Noel : fête religieuse ou évènement commercial ?

Initialement célébré en tant que fête païenne puis chrétienne, Noël s’inscrit dans une longue tradition spirituelle et religieuse. Cependant, la signification de l’évènement connait de profondes mutations. Depuis plus d’un demi-siècle, la dimension commerciale de la fête ne cesse de se développer à grande vitesse avec toujours plus de cadeaux, et tend à reléguer l’aspect symbolique et religieux au second plan. La question est de savoir si ces deux dimensions peuvent durablement coexister. 

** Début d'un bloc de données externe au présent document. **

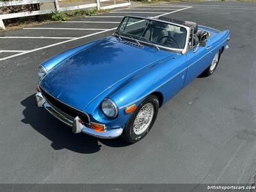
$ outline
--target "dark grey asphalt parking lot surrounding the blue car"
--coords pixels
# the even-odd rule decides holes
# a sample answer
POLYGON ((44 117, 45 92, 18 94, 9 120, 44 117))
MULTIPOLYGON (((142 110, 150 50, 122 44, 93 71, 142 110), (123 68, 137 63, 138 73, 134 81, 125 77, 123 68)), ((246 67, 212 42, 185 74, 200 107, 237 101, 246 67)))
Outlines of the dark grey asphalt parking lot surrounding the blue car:
POLYGON ((145 5, 1 32, 0 183, 253 183, 256 164, 256 3, 145 5), (111 35, 124 15, 230 30, 213 76, 159 110, 138 143, 72 134, 35 106, 36 67, 111 35))

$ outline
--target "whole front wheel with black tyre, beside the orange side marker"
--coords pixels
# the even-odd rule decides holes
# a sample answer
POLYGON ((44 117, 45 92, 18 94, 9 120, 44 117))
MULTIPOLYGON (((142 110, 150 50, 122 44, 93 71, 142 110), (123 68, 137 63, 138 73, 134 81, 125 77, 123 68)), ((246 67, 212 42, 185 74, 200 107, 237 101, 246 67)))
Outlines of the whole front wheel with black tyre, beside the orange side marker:
POLYGON ((125 124, 122 138, 129 143, 136 143, 144 138, 154 125, 158 108, 159 101, 155 95, 146 97, 125 124))

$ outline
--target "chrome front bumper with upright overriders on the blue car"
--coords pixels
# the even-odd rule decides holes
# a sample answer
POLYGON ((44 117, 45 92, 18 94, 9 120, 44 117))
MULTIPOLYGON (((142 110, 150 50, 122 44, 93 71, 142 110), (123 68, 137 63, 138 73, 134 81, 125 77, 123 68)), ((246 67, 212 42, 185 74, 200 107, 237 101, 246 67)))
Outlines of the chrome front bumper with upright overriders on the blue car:
POLYGON ((118 129, 109 129, 109 130, 106 129, 102 132, 95 131, 91 127, 86 127, 86 125, 82 124, 79 116, 76 116, 76 118, 74 118, 74 120, 70 120, 65 115, 61 114, 56 109, 52 108, 51 104, 49 104, 49 102, 47 102, 44 99, 44 96, 42 95, 42 93, 37 92, 35 97, 36 97, 36 104, 38 107, 44 107, 47 111, 49 111, 49 113, 51 113, 53 116, 58 118, 61 122, 72 127, 72 132, 74 132, 74 133, 83 132, 85 134, 89 134, 89 135, 95 136, 97 138, 112 139, 112 138, 117 138, 123 132, 122 127, 118 128, 118 129))

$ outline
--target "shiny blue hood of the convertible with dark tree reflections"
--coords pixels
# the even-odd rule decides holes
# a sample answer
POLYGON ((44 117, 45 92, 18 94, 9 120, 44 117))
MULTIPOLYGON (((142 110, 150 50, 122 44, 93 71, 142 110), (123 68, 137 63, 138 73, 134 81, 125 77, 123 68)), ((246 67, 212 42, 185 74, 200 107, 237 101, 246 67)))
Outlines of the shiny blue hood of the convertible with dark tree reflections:
POLYGON ((93 99, 164 58, 156 50, 104 38, 57 65, 40 86, 57 99, 84 110, 93 99))

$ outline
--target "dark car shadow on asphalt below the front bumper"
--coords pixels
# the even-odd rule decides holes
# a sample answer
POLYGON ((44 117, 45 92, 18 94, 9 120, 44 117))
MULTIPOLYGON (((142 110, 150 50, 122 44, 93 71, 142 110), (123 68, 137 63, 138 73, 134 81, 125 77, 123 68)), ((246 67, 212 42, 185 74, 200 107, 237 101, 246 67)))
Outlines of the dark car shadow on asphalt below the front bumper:
POLYGON ((35 95, 30 95, 20 103, 26 107, 22 111, 24 119, 21 122, 31 125, 33 129, 51 140, 51 146, 54 150, 67 148, 78 153, 92 154, 100 150, 99 141, 109 147, 125 147, 129 145, 121 138, 101 140, 86 134, 73 134, 70 127, 57 120, 44 108, 36 107, 35 95))

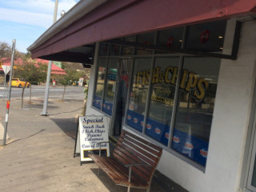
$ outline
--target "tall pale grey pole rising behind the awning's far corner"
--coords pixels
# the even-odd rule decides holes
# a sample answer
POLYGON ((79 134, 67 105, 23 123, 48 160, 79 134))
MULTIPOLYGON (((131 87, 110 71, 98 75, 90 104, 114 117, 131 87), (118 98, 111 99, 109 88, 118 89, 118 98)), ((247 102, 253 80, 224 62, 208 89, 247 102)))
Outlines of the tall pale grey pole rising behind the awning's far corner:
MULTIPOLYGON (((55 0, 54 6, 54 22, 57 20, 57 12, 58 12, 58 0, 55 0)), ((54 24, 53 22, 53 24, 54 24)), ((46 92, 45 92, 45 101, 43 102, 42 116, 48 116, 47 106, 48 106, 48 98, 49 98, 49 90, 50 90, 50 73, 51 73, 51 62, 48 62, 48 70, 47 70, 47 78, 46 78, 46 92)))

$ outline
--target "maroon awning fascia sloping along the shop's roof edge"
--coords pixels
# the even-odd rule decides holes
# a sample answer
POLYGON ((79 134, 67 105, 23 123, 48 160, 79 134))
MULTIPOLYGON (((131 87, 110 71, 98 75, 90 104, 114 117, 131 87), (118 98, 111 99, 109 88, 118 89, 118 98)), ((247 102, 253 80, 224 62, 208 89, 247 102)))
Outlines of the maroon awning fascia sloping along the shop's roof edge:
POLYGON ((46 40, 34 42, 28 50, 33 58, 46 55, 54 58, 54 54, 94 42, 246 16, 255 12, 255 0, 111 0, 74 21, 58 34, 47 34, 46 37, 42 34, 40 38, 46 40))

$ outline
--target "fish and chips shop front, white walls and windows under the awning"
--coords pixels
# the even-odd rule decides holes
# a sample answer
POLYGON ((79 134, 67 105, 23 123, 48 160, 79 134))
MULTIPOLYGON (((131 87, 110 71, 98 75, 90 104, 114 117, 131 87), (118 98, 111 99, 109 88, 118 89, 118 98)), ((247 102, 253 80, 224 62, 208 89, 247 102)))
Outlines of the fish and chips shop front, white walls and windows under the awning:
POLYGON ((126 129, 161 146, 157 170, 186 190, 256 191, 255 21, 230 16, 90 43, 86 115, 106 115, 110 137, 126 129))

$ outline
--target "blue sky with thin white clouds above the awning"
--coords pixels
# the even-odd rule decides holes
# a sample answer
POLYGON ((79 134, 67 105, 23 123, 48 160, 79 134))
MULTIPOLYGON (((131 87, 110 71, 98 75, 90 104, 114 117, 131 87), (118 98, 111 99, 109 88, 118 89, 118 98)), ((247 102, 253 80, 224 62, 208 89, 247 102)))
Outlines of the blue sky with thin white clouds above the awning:
MULTIPOLYGON (((58 0, 57 20, 62 10, 70 10, 79 0, 58 0)), ((55 0, 0 0, 0 42, 26 53, 54 21, 55 0)))

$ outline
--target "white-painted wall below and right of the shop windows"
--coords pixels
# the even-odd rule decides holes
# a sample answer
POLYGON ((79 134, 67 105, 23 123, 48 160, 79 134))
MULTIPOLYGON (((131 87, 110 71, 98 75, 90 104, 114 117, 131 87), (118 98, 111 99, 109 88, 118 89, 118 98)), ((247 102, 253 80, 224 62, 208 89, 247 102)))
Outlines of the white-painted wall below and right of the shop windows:
POLYGON ((158 170, 190 192, 236 192, 255 82, 256 22, 245 22, 235 61, 222 59, 206 172, 164 152, 158 170))

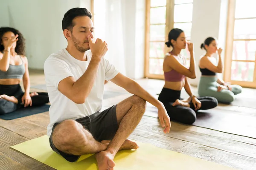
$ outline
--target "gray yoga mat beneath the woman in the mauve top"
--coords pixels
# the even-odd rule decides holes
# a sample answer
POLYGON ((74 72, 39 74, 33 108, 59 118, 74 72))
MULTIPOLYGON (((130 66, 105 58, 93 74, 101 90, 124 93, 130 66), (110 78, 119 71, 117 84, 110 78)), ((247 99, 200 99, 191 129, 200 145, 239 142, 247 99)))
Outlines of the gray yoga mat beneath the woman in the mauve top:
MULTIPOLYGON (((144 115, 157 118, 157 109, 148 106, 144 115)), ((197 120, 193 125, 256 139, 256 113, 220 109, 198 111, 197 120)))

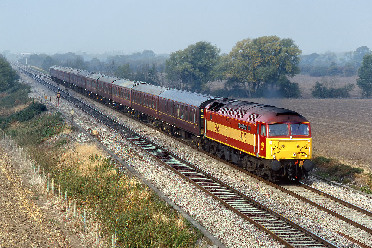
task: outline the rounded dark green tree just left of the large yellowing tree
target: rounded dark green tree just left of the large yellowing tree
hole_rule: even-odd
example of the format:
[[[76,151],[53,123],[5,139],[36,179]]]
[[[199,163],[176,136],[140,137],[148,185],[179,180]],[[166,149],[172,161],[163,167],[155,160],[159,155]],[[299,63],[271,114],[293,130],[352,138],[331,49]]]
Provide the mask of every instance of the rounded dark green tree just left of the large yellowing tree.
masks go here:
[[[183,83],[186,90],[200,91],[214,78],[219,52],[217,46],[203,41],[171,53],[165,64],[167,79]]]

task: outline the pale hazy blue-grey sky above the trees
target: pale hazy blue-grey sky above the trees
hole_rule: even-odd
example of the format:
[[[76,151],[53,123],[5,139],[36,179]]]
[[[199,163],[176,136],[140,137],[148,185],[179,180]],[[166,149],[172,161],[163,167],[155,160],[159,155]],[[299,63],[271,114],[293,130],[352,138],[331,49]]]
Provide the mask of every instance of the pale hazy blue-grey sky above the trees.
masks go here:
[[[370,0],[1,0],[0,53],[171,53],[291,38],[302,54],[372,49]]]

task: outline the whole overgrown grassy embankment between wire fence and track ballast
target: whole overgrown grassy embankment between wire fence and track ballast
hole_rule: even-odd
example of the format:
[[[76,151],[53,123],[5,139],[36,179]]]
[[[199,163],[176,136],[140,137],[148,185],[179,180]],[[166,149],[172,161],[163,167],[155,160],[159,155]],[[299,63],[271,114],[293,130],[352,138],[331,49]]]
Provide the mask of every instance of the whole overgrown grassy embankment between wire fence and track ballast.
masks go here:
[[[57,222],[68,224],[81,244],[89,247],[107,247],[112,239],[128,247],[195,245],[202,235],[182,215],[138,180],[118,173],[109,156],[95,143],[78,138],[78,131],[65,125],[60,113],[45,111],[45,105],[32,99],[22,102],[28,98],[23,92],[29,93],[25,85],[3,94],[0,108],[1,102],[12,101],[15,109],[1,108],[1,128],[17,144],[13,153],[16,150],[20,155],[22,149],[34,164],[24,171],[36,187],[32,201],[42,198]],[[15,233],[15,228],[9,231],[9,235]]]

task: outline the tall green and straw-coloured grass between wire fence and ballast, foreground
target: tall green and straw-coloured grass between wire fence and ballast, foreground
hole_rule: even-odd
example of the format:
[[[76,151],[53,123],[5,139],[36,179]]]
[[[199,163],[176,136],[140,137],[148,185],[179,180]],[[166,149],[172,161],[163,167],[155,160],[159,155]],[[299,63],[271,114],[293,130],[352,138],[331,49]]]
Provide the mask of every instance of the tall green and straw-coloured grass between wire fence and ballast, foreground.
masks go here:
[[[178,220],[179,213],[154,192],[118,174],[108,158],[92,155],[67,165],[62,156],[50,156],[58,154],[50,148],[32,153],[51,173],[55,185],[60,184],[71,199],[77,199],[77,207],[97,209],[102,233],[105,237],[115,234],[118,247],[194,247],[201,237],[184,219]],[[82,167],[87,168],[84,173]]]

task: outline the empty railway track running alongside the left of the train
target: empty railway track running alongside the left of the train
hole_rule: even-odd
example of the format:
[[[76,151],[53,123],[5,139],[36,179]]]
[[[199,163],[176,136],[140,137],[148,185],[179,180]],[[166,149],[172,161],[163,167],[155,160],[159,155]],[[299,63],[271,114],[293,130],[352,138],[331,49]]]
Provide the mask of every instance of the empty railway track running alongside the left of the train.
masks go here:
[[[47,86],[49,89],[55,92],[59,90],[59,92],[61,92],[61,96],[66,100],[93,116],[109,128],[115,130],[125,139],[154,156],[155,159],[166,165],[172,171],[187,179],[198,188],[205,191],[208,195],[211,195],[229,209],[242,216],[244,219],[250,221],[263,231],[272,235],[272,237],[276,238],[279,242],[287,247],[337,247],[329,241],[305,229],[301,225],[296,224],[285,216],[280,215],[260,202],[257,202],[253,198],[250,198],[243,192],[238,191],[237,189],[220,181],[197,166],[178,157],[174,153],[167,151],[167,149],[162,148],[144,136],[121,125],[105,114],[72,97],[67,92],[64,92],[58,89],[58,87],[45,82],[45,80],[32,75],[32,73],[27,72],[23,68],[21,68],[21,70],[23,70],[25,73],[28,73],[29,76]]]

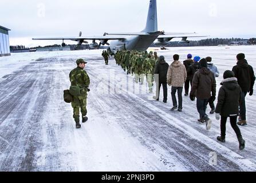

Les Galeries Lafayette (Paris), le 20 décembre 2019 (Alain Jocard/ AFP) 

Empreint d’une dimension hautement religieuse et spirituelle à ses débuts, Noel trouve ses origines dans l’Antiquité, et fait directement référence au solstice d’hiver, la nuit la plus longue de l’année, toujours proche du 21 décembre. Instituée par l’Eglise au IVe siècle ap. J.-C., et conjuguée à la christianisation croissante de l’Europe, la fête de la Nativité prend l’ascendant sur la célébration du Solstice d’hiver. 

Cependant, la dimension commerciale de Noel débute principalement après la Seconde guerre mondiale sous l’impulsion des Etats-Unis. Les raisons : une concordance entre la déchristianisation et l’avènement de la société de consommation. 

Dès lors, c’est un véritable tournant historique et symbolique. Le cadre religieux n’est plus au centre de la fête. 

Les idoles religieuses comme les crèches sont de moins en moins présentes au sein des foyers, et la messe de Noël voit sa fréquentation diminuer année après année. Enfin, le nom de saint Nicolas n’est plus beaucoup utilisé pour qualifier le Père Noel. 

De cette manière, Noel a dépassé l’univers chrétien. Aujourd’hui, il est célébré dans le monde entier. 

Toutefois, si la fête devient plus générale et moins marquée par la religion, elle n’en est pas moins dénuée de symbolique. Les éléments autrefois cultuels deviennent essentiellement culturels : on continue ainsi de manger la buche de Noel, héritée de la tradition païenne. Mais aussi de disposer le sapin de Noel, qui est issu des traditions et rituels scandinaves pré-chrétiens. Les cadeaux sont substantiellement liés à la fête et ont toujours incarné l’essence familiale de Noel. Et ce, dès les origines, avec les présents des Rois mages. 

Le changement de meurs s’explique également par l’apparition de la société de consommation au milieu du XXe siècle. Ne reposant plus uniquement sur ses bases religieuses, Noel entreprend un virage qui fait de la dimension commerciale la nouvelle matrice de la fête. 

On assiste ainsi à la commercialisation de Noel. La fête est devenue en partie une opération marketing inégalée. C’est à cette période que les magasins font leur chiffre d’affaires le plus plus important : 70 milliards d’euros dépensés annuellement en France pour la fête de Noel, avec un budget moyen par foyer avoisinant les 549 euros (en incluant les coûts des cadeaux mais aussi de la restauration et de la décoration). 

C’est aussi 20 milliards  d’euros dépensés en ligne, soit 20% des ventes annuelles en l’espace de quelques jours. 

Dans les faits, Noël est aujourd’hui une fête qui associe des dimensions traditionnelle, culturelle et commerciale, et religieuse en moindre mesure. 

En prenant en compte sa profonde mutation symbolique, Noel continue d’être « la » fête familiale. En cela, elle a conservé son esprit d’origine.